二試合目はなんといってもチビ様がヒーローであった。千波さん31600点、ヒゲのサム31300点、ちびなのん30700点で向かえたオーラス。みごと三色をツモ上がる。
点差を考えたすばらしい和了だった。それに比べて、せっかく發が鳴けたのにむりやりホンイツに走った私のなんとおろかな事か。
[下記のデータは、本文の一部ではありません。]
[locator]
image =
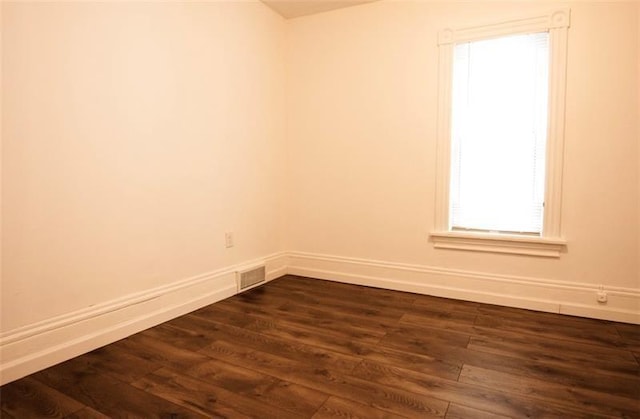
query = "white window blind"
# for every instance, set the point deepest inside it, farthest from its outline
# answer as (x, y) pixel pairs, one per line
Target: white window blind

王者卓などといわれた第7セットB組(私には4セット目)。
なんの事はない、油断も隙も無い、ダマし合いの卓だ。
1試合目は、出鼻にハネ満、マンガンとツモった私が運良く勝ったが、これはブービーとブービーメーカーを争う二人がたまたま調子が悪かっただけで、常にでかい一発を警戒してのビクビクした戦いだった。
2試合目、やはり思っていたとおりの展開が待っていた。
なかなか手が動かず、ここは我慢の一手と決め込んでいたのに、ついつい喰いタンに色気をだし鳴いたとたんにパルムさんにマンガンをぶち込む。あ〜ナサケナイ。
後は狼に取り囲まれた無抵抗のかわいい羊になるしかなかった。完敗のラスを喰らう。
でもこのセットでもトータルでプラスしてるし、まだ望みはある。と言い聞かす。

ノーガードの殴り合いになるだろうという思いで望んだ最終セット。
ところが始まってみると以外とおとなしい展開となる。しょっぱな、ゴロさんが依存さんに3900、3900と打ち込むが決定的なダメージになっていない。今大会の依存さんはかなり苦労しているようだ。我慢しているのがよく分かる。
この試合もそんな我慢大会のような展開になった。そして最初に我慢しきれなくなったのが、私であった。普段ならダマで上がりを取りに行くところなのにリーチに出てしまう。当然、上がれない。なんとか流れをつかみにいきたいのに、逆に離れていってしまう。
どもこもならん、と思っている内にネットさんに親満をつもられ第一試合は決まってしまった。
この試合、私が上がれたのはオーラス、三位確保のため上がった1000点1回のみであった。
第二試合、さっきの1000点が良かったのか東1局いきなりゴロさんから親満を上がる。
今大会のヒゲのサムはまるで不死鳥のようによみがえる。かなり精神的にダメージの大きい敗戦があるにもかかわらず、次の試合で必ずよみがえるのである。自分でも信じられん。
この一発で場を征した私は、後は牌の流れにのって打っていけば良かった。
こうしてこのセットで+22を得点する。

トータル+84点。先に終わっている雀さんの+85には1点、およばない。
この時点で暫定2位であった。他家の結果待ちとなり、ヌレ鬼卓へ観戦に行く。
最後逆転ツモでトップをもぎとった鬼だったが、その前の間2ピンツモが糸をひくほどヌレ鬼だった。
結局、決勝卓への進出者はこの鬼と大きな2位を二度とった千波さん、そして雀さんと私と決まった。トップは千波さんで私との差は14点。一回トップが取れればどうころぶか分からない。手の内はイヤというほど分かっている千波さんや。まぁ、いつものように打つだけである。意外と緊張感はなかった。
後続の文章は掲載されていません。